The Obama administration has won the battle to impose new sanctions on Tehran, but it may be losing the war against an Iranian bomb, according to David Cortright, director of policy studies at the University of Notre Dame’s Kroc Institute for International Peace Studies.
“The new measures adopted by the United Nations Security Council will slow Iran’s ability to traffic in arms and weapons technology and, if enforced, might slow the nuclear program, but they will not halt the steady development of weapons capability,” Cortright said. “Nor will they build the cooperation with Tehran that ultimately will be necessary to resolve the dispute. The net result could be a setback to nonproliferation goals.
“This is made more likely by the rejection so far of the Iran-Turkey nuclear fuel swap agreement,” Cortright said. “The new resolution affirms an interest in negotiations and reiterates a previous incentives offer from European states, but it says nothing about the diplomatic option that is currently on the table. By ignoring the fuel deal and pushing ahead with sanctions, Washington may be tossing aside an important opportunity to restrain Iran’s nuclear program.”
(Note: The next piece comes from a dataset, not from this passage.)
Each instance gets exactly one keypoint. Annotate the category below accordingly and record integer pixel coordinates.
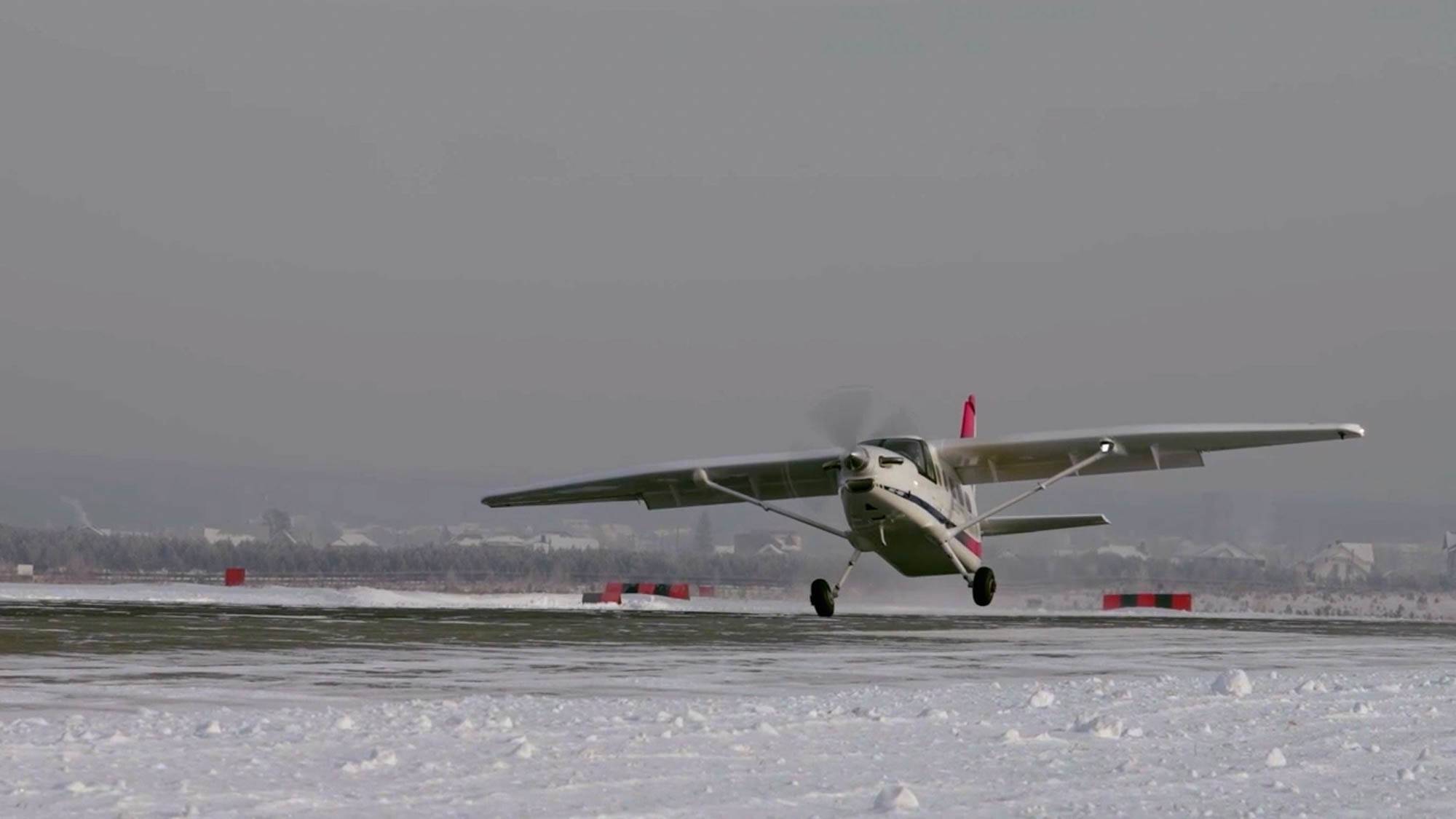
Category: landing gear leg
(822, 598)
(823, 595)
(984, 586)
Cortright says the proposed nuclear fuel swap would bring immediate security benefits.
“The low-level enriched uranium Iran has pledged to transfer to Turkey would be enough, if re-enriched, to produce one or two nuclear bombs,” Cortright said. “The removal of that fuel would slow Iran’s nuclear development, lower the potential bomb threat to Israel, and ease pressure on Arab states to reconsider their non-nuclear options. The deal also would strengthen the hand of the U.N.’s International Atomic Energy Agency in monitoring Iran’s fuel supply and could set a precedent for greater transparency and international control over Iran’s fuel program. Not to accept such a deal seems almost irresponsible.”
A veteran scholar and peace activist, Cortright writes and speaks on nuclear disarmament, economic sanctions and nonmilitary strategies for defeating terrorism. He has served as consultant or advisor to the United Nations, international think tanks, and the foreign ministries of numerous countries. He is the co-author or editor of half a dozen books on U.N. sanctions and the co-author of the just released volume, “Towards Nuclear Zero.”